September 5, 2011

LABOR – A BRAVE NEW WORLD

A friend recently sent me an article about job cuts at the “LA Times.” The newspaper laid off all its freelance book reviewers and shifted some of its regular staffers — one who’d been with the LA Times for 23 years — and made them freelancers. Not only is their income drastically cut but they lose their health benefits, as well. If these events bode ill for book reviewers, it has equally dire consequences for publishers and writers, too.   

(photo: The Daily What)

At first blush, a small press writer like me doesn’t feel impacted by the “LA Times’” decision.
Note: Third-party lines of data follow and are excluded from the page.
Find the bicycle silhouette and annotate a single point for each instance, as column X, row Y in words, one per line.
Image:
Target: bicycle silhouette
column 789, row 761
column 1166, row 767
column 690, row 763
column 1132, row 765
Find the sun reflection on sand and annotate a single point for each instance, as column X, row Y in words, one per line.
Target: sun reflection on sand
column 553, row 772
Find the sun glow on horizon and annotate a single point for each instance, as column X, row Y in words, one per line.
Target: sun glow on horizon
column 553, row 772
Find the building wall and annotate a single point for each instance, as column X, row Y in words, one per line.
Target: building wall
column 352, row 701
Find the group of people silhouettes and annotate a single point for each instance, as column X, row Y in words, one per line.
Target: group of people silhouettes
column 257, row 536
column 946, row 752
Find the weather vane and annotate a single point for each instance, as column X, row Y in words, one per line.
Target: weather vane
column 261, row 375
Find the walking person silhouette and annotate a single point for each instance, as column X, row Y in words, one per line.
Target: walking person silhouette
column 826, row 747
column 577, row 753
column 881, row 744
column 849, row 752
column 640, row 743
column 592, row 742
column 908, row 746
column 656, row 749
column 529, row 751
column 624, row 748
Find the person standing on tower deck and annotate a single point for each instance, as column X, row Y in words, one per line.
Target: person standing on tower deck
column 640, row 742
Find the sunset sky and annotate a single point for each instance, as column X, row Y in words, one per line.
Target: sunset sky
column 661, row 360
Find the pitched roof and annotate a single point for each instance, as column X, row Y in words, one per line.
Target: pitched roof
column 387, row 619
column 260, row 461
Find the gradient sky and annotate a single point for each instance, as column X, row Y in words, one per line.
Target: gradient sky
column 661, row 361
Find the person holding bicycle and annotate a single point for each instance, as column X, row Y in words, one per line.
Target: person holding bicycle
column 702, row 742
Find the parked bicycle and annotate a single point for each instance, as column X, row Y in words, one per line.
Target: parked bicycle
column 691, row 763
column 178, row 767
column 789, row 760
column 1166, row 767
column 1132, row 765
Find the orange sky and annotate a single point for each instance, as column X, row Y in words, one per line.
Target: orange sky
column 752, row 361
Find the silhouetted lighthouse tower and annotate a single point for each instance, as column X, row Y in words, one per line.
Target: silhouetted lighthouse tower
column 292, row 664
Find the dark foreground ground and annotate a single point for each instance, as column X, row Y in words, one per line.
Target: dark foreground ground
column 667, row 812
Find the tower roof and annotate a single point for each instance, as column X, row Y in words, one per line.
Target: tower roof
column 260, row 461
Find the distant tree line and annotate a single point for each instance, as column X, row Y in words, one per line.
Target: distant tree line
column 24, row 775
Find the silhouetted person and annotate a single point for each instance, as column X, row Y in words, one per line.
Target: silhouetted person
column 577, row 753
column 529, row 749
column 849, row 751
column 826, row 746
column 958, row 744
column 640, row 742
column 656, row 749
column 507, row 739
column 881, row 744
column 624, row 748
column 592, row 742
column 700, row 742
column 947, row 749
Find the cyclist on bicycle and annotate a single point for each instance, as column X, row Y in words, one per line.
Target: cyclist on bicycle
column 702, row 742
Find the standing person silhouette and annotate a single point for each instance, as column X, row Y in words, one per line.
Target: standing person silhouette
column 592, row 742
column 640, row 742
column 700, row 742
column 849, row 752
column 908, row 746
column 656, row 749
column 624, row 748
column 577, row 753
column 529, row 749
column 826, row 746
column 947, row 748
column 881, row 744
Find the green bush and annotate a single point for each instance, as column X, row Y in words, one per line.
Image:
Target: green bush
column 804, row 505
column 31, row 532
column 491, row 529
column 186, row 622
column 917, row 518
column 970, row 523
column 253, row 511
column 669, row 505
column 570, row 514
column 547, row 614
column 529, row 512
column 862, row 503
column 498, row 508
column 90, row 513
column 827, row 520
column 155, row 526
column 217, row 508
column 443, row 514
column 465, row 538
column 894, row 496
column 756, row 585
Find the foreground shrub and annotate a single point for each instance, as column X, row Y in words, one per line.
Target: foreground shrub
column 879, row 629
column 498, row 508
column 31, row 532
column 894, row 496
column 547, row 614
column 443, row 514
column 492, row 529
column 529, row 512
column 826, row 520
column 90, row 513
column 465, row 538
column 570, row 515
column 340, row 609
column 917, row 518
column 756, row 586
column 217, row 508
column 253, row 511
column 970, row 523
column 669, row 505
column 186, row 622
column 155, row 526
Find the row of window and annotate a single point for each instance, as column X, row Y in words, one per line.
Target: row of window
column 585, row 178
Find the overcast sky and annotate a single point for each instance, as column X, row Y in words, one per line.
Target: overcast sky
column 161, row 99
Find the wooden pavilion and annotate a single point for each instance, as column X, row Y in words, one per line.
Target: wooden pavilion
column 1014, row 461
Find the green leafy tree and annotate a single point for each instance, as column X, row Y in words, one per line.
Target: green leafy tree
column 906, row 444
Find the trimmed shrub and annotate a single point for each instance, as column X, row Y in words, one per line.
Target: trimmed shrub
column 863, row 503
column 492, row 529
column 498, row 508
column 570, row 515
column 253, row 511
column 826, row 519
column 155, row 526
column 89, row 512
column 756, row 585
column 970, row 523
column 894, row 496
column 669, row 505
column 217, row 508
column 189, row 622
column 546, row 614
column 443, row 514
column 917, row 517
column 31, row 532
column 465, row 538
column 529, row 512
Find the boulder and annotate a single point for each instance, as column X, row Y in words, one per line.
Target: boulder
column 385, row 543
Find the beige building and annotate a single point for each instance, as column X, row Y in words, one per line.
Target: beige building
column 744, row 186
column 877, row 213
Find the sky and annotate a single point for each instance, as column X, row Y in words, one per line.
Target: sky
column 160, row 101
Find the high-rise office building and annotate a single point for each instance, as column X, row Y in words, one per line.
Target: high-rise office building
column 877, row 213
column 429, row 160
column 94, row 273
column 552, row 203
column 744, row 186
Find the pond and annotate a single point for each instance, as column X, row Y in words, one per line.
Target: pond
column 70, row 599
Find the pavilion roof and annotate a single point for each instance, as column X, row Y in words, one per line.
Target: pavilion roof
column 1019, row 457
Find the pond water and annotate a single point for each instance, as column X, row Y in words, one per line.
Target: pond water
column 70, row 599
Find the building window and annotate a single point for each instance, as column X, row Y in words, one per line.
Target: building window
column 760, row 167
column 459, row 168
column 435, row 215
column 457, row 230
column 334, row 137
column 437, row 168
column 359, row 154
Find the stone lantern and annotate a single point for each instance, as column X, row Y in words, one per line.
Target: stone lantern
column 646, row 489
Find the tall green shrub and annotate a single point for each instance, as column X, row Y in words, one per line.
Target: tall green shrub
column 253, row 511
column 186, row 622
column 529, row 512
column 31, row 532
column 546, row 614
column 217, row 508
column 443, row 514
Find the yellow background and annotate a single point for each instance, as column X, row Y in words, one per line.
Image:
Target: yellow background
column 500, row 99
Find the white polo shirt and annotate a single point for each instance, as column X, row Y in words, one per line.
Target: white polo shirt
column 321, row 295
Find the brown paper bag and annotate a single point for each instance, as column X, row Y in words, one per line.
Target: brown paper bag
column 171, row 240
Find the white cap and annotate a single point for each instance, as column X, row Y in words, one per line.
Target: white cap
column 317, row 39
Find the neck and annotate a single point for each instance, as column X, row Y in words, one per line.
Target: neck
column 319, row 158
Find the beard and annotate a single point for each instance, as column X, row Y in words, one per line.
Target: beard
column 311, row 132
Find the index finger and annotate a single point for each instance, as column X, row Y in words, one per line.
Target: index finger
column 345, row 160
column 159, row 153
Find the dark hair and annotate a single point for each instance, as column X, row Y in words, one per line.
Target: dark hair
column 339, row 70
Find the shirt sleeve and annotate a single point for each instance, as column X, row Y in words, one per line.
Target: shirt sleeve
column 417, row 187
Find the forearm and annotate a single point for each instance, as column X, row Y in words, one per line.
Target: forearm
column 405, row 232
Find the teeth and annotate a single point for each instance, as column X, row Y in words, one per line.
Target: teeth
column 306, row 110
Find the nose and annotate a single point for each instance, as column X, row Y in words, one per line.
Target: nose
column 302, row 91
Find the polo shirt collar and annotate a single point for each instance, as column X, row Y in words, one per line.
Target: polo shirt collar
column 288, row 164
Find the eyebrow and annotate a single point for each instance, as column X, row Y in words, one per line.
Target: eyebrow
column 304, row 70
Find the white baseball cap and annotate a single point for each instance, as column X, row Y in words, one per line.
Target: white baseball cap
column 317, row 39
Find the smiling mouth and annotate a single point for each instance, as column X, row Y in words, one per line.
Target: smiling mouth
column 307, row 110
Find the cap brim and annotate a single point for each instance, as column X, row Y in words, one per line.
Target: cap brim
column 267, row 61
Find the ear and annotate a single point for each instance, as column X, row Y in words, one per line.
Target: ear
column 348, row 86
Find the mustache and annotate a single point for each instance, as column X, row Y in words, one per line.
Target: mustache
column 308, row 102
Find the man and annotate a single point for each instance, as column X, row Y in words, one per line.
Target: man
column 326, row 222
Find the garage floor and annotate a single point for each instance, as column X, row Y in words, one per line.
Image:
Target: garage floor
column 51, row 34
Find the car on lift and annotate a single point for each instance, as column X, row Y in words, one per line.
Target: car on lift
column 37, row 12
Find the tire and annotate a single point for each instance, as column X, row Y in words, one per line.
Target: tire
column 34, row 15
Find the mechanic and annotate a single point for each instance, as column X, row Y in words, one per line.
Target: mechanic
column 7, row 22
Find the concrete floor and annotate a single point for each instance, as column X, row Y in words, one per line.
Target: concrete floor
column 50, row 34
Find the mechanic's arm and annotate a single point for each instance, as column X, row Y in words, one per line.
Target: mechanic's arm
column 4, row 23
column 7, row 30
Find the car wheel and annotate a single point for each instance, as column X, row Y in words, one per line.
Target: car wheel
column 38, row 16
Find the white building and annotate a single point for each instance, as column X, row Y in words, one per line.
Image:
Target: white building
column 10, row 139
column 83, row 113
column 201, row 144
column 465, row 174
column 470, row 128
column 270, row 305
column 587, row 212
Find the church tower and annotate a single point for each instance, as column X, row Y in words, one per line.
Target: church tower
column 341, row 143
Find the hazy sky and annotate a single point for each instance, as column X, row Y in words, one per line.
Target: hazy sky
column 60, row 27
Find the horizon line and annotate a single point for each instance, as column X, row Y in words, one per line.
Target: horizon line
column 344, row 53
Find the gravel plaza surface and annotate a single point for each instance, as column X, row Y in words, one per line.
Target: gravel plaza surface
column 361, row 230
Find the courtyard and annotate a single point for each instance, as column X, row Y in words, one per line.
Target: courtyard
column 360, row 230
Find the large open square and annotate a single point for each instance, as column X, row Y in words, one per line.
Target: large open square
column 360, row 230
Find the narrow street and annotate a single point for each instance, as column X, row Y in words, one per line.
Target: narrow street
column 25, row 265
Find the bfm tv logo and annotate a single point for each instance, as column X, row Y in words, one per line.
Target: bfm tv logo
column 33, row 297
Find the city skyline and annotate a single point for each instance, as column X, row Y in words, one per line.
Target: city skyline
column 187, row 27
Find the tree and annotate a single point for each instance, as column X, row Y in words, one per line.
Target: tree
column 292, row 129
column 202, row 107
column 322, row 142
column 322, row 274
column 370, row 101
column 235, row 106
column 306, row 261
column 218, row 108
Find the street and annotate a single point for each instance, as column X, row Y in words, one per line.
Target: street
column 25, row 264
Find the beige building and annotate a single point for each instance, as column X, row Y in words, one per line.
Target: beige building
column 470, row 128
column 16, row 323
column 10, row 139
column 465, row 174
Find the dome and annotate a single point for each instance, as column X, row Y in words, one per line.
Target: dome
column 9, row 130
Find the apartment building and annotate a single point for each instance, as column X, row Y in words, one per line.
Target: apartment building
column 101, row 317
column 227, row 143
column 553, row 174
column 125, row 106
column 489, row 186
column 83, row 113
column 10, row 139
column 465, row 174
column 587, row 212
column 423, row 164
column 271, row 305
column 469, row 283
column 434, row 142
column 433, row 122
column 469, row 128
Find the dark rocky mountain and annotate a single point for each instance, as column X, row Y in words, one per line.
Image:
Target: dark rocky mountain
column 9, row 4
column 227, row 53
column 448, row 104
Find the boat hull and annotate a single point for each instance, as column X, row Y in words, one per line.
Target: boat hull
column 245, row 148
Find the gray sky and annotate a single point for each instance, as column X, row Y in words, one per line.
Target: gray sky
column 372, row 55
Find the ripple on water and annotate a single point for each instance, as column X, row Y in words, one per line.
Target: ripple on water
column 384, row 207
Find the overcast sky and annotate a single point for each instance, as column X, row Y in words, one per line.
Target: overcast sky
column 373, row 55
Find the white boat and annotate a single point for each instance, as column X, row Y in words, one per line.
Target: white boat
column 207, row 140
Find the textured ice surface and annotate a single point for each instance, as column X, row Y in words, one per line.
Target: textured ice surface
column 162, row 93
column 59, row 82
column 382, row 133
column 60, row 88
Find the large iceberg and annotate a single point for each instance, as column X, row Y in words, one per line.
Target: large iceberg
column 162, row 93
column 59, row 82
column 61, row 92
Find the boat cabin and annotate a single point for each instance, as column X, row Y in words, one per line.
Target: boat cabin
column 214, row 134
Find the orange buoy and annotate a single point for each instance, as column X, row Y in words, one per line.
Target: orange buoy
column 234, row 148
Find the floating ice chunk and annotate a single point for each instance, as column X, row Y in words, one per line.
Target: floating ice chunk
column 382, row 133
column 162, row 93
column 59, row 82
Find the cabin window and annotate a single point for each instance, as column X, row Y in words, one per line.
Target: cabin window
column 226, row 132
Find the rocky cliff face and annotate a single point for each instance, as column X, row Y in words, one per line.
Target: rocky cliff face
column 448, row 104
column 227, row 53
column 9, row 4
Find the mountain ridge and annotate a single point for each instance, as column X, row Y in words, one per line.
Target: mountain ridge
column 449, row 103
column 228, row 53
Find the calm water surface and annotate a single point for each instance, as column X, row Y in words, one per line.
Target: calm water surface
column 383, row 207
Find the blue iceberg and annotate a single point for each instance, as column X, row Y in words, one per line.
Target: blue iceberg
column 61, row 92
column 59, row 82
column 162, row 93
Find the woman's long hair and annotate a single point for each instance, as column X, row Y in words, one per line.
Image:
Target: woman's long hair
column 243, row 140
I’m with an independent press publisher. My chances of getting my new book, “Trompe l’Oeil,” reviewed in a major newspaper are zero to none. As the big publishing houses scramble to promote their writers, they’re likely to look hungrily at reviewers who specialize in small presses. The cascade effect may well push out the attention small presses currently receive. 

Worse, what’s happening in the book world may be a harbinger of things to come in the entire economy. Highly skilled workers already crowd into positions previously held by unskilled ones. Not long ago I saw a Help Wanted sign in the window of a restaurant advertising for a dishwasher. A high school diploma was required. 

(photo: alexsmith_540)

Something else we are learning in this current economy is that cash is king.  Companies forego growth in preference to a strong bank balance. I’ve no idea where this brave new world will take us. But it’s obvious that if workers are to survive, they’ll need flexibility as well as skill. Two questions cannot be avoided: how far can those at the bottom of the economic ladder fall? How willing are the new fiscal conservatives to let that happen?